They formed part of the 1933 Mackintosh memorial exhibition in the MacLellan Galleries on Glasgow’s Sauchiehall Street and were gifted to the art club in 1984.

Mackintosh began creating pencil on paper flower sketches as far back as his student days in the 1880s.

The 10 x 8in (26 x 20cm) pencil drawing Anemonie was one such early example. He notes in the cartouche that the plant was found at Lamlash on Arran in 1893, pressed, and then sketched three years later in 1896. It was modestly estimated at £4000-6000 but sold for £30,000 to a private collector.

Artistic rejuvenation

It was during a 10-month period in 1914-15 that Mackintosh - who had left his architectural practice in Glasgow under a cloud - created a celebrated series of botanical watercolour studies at Walberswick in Suffolk.

One contemporary suggested Mackintosh produced them for a book commissioned by a German publisher (a project shelved after the outbreak of war) but it was also an opportunity to re-sharpen his artistic vision.


Lavender, Walberswick by Charles Rennie Mackintosh, £30,000 at Lyon & Turnbull.

The 11½ x 8½in (29 x 22cm) pencil and watercolour Lavender, Walberswick from 1915 was one of around 30-40 finished works painted at the tranquil coastal village.

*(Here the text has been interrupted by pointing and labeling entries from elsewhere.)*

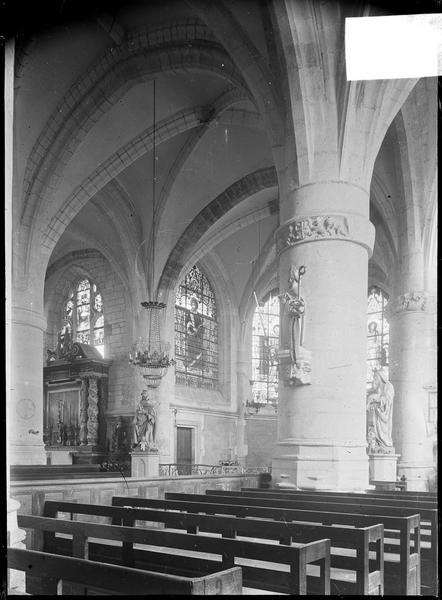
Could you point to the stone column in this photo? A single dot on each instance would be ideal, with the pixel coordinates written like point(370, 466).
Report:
point(321, 425)
point(25, 393)
point(16, 536)
point(243, 390)
point(412, 367)
point(92, 411)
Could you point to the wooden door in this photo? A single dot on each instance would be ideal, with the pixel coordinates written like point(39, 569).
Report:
point(184, 455)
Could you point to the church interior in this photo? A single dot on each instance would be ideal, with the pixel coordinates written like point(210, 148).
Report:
point(221, 305)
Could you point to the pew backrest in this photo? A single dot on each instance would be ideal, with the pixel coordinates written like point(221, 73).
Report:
point(297, 557)
point(115, 578)
point(369, 576)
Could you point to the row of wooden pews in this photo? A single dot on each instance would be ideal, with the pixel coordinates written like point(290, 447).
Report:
point(423, 503)
point(274, 567)
point(67, 575)
point(403, 549)
point(284, 541)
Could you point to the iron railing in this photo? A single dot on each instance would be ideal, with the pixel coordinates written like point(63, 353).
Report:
point(224, 468)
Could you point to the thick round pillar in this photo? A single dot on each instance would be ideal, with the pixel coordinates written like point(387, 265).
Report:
point(25, 397)
point(412, 359)
point(321, 425)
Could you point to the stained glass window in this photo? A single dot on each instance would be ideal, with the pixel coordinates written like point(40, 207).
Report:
point(377, 332)
point(265, 341)
point(83, 315)
point(196, 332)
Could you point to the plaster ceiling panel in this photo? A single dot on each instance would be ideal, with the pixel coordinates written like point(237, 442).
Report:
point(132, 115)
point(248, 14)
point(137, 179)
point(135, 15)
point(45, 70)
point(224, 155)
point(91, 228)
point(240, 252)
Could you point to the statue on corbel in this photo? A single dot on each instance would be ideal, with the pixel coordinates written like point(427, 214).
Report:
point(295, 361)
point(145, 425)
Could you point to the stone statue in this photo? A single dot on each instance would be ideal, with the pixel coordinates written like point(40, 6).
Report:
point(295, 362)
point(145, 423)
point(380, 414)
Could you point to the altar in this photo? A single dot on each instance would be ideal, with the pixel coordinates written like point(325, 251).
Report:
point(75, 400)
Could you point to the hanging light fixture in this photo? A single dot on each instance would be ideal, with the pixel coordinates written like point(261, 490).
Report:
point(150, 356)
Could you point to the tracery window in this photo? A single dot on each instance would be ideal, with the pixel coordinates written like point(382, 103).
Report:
point(377, 332)
point(196, 332)
point(265, 340)
point(83, 315)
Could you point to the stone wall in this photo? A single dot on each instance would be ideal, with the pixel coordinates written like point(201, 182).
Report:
point(261, 435)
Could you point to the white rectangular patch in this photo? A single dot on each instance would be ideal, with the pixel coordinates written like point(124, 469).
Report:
point(393, 47)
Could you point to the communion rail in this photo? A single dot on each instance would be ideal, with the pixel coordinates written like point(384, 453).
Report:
point(224, 468)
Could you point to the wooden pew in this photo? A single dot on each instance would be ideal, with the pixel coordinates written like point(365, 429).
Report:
point(43, 472)
point(402, 571)
point(426, 509)
point(114, 579)
point(267, 577)
point(399, 572)
point(358, 539)
point(397, 497)
point(410, 495)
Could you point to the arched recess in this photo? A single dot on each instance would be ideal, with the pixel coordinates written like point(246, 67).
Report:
point(117, 301)
point(233, 195)
point(228, 322)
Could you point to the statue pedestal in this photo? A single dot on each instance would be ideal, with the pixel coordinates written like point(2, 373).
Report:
point(382, 467)
point(145, 463)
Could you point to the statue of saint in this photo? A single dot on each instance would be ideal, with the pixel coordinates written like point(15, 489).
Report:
point(380, 414)
point(145, 422)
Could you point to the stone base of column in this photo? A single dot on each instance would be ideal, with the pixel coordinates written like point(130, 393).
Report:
point(16, 579)
point(419, 479)
point(383, 467)
point(31, 454)
point(145, 464)
point(321, 467)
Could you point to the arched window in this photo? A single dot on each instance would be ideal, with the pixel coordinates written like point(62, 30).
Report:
point(196, 332)
point(377, 332)
point(83, 314)
point(265, 341)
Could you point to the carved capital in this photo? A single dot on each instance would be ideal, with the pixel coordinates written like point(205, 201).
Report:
point(313, 228)
point(415, 301)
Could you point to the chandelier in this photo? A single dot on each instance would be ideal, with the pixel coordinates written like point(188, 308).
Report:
point(150, 356)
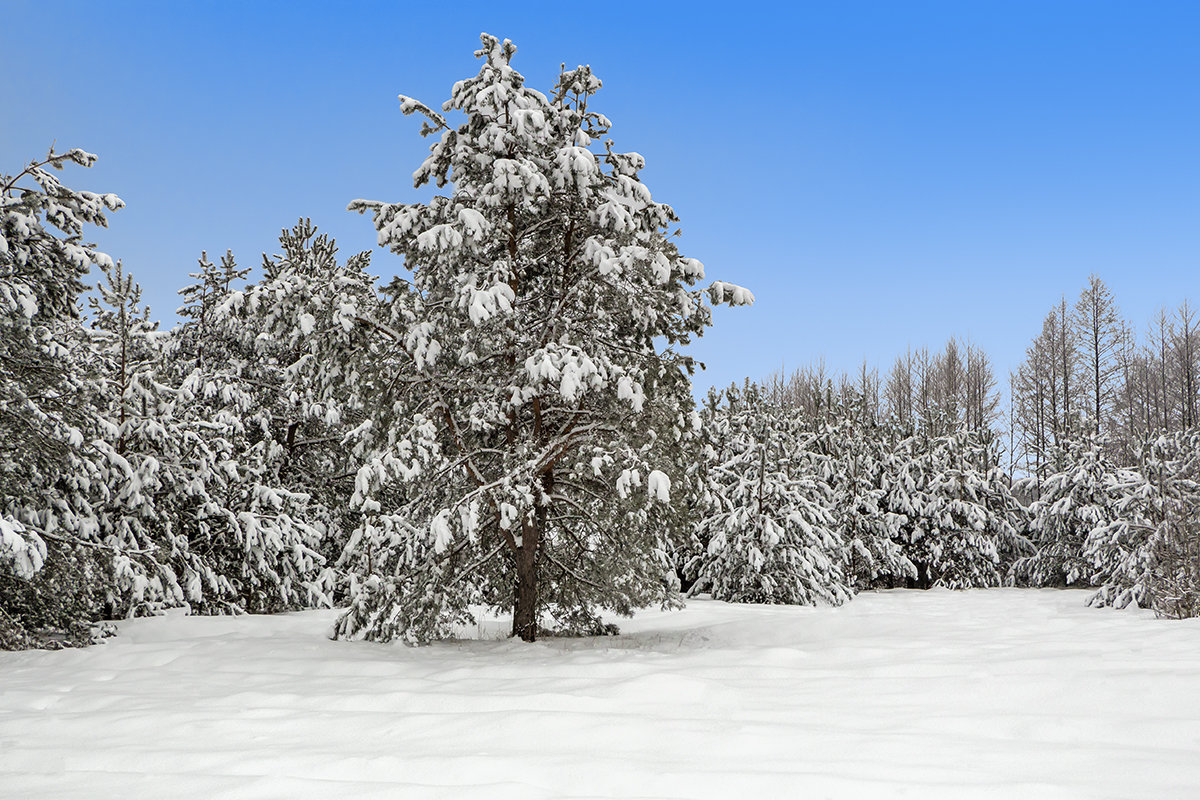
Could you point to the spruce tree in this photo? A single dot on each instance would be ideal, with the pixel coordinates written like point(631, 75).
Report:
point(505, 457)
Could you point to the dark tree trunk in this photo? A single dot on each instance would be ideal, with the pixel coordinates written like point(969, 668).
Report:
point(525, 608)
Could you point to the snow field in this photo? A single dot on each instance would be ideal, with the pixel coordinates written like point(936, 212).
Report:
point(996, 693)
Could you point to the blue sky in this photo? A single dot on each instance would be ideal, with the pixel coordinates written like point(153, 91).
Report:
point(880, 174)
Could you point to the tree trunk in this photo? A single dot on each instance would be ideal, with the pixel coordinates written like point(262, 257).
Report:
point(525, 608)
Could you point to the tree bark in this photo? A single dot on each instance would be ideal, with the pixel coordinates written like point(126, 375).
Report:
point(525, 607)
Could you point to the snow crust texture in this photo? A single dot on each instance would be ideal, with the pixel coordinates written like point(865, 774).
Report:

The most detailed of the sketches offered at L&T, it was signed with both the artist’s initials and also those of his wife Margaret Mackintosh, denoting, like a diary entry, that she was present when it was drawn. It, too, sold well above estimate at £30,000, again to a private collector.

The remaining sketches ranged from a pencil on tracing paper design for a fabric pattern sold at £2000 to £6500 for a series of pencil and watercolour plant studies on a single sheet dated c.1900.